# Chicken tractor - Predator?



## adadriga (Jun 12, 2009)

I was wondering if predators would just dig under the tractor? I guess they could just as easily do the same to a coup too. When I get my chickens I want to move them around the pasture and protect them from predators.

Thanks,
Mark


----------



## Bearfootfarm (Jul 13, 2006)

The easiest way to prevent digging is to have a "skirt" around the tractor.
Make them a couple of feet wide, and arrange it so they will fold up for transport.
Predators almost always try to dig right next to the fence


----------



## Guest (Dec 2, 2009)

I use a ground wire around all of my tractors. Staple it to the bottom and let it lay flat on the ground all the way around. I'm using chicken wire at the moment and may try hardware cloth next. I think the perfect wire would be no-climb, but I don't have any. It's only about a foot wide on the sides and about eighteen inches in the front and back because the crossmembers are up off the ground about four inches to make the tractor easier to move.

My oldest tractor is now a bit over three years old and I've never had a predator get inside. I have to let the birds out to lose them that way. 

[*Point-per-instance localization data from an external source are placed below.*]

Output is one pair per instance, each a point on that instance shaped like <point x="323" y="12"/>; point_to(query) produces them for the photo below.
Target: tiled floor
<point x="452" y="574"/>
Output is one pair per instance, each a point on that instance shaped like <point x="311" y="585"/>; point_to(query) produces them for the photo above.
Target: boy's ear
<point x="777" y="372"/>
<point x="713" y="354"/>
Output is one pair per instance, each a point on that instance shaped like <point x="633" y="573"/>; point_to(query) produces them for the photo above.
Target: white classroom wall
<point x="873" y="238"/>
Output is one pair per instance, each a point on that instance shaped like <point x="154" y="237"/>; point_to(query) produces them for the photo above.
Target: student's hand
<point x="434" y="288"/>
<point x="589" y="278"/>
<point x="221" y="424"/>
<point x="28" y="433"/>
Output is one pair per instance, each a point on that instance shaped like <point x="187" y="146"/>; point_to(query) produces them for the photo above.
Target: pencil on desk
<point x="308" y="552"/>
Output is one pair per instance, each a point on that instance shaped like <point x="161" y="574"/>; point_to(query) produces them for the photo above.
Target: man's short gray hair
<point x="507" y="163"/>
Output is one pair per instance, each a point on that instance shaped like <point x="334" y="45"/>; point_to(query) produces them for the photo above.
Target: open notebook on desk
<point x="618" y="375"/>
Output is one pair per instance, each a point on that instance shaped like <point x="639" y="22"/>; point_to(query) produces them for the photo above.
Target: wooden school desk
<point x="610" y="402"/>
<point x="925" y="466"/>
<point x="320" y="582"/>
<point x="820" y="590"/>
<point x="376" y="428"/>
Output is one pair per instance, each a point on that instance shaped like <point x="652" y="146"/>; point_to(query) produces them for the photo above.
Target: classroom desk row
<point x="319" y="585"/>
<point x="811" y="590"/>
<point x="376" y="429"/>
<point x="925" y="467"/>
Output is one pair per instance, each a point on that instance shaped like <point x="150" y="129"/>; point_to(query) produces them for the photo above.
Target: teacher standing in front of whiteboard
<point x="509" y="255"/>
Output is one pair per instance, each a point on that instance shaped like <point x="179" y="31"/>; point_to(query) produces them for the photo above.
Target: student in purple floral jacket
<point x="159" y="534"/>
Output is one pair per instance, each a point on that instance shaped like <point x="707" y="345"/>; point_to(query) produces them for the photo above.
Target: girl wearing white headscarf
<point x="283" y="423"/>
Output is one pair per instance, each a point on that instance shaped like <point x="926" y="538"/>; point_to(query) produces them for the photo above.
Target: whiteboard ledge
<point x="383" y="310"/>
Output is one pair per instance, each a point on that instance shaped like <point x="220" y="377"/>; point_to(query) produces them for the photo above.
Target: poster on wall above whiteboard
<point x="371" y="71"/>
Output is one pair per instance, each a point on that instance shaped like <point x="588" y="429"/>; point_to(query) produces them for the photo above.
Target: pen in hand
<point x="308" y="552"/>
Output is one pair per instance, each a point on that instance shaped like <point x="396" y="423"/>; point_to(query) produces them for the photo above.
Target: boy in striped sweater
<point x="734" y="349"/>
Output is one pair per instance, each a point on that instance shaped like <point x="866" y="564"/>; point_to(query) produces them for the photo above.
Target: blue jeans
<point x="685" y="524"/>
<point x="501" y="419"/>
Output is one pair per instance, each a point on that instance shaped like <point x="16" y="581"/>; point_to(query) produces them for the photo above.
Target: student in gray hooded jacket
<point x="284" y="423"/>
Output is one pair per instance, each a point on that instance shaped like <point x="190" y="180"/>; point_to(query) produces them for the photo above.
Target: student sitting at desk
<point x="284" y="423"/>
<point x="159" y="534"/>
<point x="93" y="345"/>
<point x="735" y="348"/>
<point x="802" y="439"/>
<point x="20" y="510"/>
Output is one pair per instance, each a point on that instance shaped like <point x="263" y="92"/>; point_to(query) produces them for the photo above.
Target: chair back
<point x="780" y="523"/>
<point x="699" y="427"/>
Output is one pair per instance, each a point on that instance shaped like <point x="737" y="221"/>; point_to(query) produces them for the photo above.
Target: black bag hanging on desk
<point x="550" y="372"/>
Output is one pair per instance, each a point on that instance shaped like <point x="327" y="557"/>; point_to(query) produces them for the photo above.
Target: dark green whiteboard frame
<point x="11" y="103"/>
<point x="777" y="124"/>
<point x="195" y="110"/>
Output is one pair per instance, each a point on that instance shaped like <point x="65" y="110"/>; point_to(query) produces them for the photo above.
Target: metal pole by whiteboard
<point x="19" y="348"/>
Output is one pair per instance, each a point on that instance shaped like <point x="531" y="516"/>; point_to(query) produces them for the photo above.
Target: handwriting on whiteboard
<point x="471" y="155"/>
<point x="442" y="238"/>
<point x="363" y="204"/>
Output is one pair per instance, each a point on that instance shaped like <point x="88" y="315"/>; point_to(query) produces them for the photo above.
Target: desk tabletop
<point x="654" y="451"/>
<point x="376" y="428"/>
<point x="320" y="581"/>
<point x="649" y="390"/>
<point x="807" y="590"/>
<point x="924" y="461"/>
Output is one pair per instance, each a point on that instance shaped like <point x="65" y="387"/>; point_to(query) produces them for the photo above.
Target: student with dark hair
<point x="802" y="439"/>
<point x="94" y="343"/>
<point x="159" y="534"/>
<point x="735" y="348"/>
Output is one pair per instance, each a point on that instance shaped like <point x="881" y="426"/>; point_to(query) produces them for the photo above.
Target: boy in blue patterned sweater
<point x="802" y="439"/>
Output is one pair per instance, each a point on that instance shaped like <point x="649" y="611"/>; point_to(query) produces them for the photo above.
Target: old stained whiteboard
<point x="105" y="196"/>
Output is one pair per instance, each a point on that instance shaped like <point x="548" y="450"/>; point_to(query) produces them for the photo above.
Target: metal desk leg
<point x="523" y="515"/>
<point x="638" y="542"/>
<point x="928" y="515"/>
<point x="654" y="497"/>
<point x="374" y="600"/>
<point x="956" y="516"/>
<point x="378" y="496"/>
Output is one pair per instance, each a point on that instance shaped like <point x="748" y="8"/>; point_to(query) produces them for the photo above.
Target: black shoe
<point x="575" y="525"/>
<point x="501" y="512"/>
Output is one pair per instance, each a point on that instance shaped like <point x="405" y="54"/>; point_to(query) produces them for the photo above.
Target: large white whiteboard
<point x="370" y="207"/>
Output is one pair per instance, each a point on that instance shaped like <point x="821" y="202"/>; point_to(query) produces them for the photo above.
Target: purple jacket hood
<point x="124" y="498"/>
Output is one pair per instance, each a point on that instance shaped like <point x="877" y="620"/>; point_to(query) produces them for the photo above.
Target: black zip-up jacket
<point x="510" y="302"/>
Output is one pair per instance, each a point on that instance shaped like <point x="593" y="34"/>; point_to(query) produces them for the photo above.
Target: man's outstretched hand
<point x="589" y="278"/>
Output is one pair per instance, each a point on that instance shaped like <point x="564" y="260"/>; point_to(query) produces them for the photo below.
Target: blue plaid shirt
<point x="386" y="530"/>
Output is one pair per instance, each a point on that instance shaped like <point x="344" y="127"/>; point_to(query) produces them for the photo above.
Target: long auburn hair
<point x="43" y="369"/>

If you're in an area with weasels, mink, or other really small chicken killers I think I'd use 1/2" hardware cloth. Here in Florida my smallest predators are ***** and possums so larger wire works for me.

.....Alan.


----------



## VALENT (Dec 6, 2004)

Partly it depends on your soil. On harder soils, the digging often takes more than one night. If you notice digging and move the tractor, the predator has to begin again.
However, on my tractors the problem has been raccoons enticing the chickens to come towards their hands(?) and being drug/mangled under the tractor and stolen that way. I did have one occurrence of dogs digging/breaking under the house end of one tractor and gaining access. The rain water from the roof had made it softer and therefore they were able to get under and in.


----------



## adadriga (Jun 12, 2009)

Good points from everyone, thanks. My neighbor told me to watch how I latch the door, because the raccoons can figure out some setups. 

Mark


----------



## kendall j (Mar 30, 2007)

I learned quickly that dogs will chew through chicken wire, so I put 2x4 wire over it. As far as digging, my soil is pretty sandy, but I haven't had a lot of trouble with it. I just move the tractor when I see signs of it. Part of my reason for little problem with it could be that the tractors stay in the yard near the house and the motion lights.


----------



## stifflej (Aug 11, 2008)

I want to do a tractor with my meat birds in the spring, and was thinking of putting a couple strands of electric around it as well (they will share the pasture with my cattle, and can hook onto the electric fence with just a handle), how do you think that would work?


----------



## Guest (Dec 3, 2009)

Yes, that should work. Mind the connecting wire though so no one trips over it.

.....Alan.


----------



## spiritrider (Nov 14, 2009)

Tsc has kennel wire 5' with hinge wire at 12" from 1 edge. This folds over to go underground normally. It is heavier gage and about 1-1/2" mesh. Not good for chicks. About $150 for 150' roll.
Also you might try a taller bottom board, maybe 12" I've had birds stripped to the backbone thru poutry mesh with a 2x4 bottom board.

Spiritrider


----------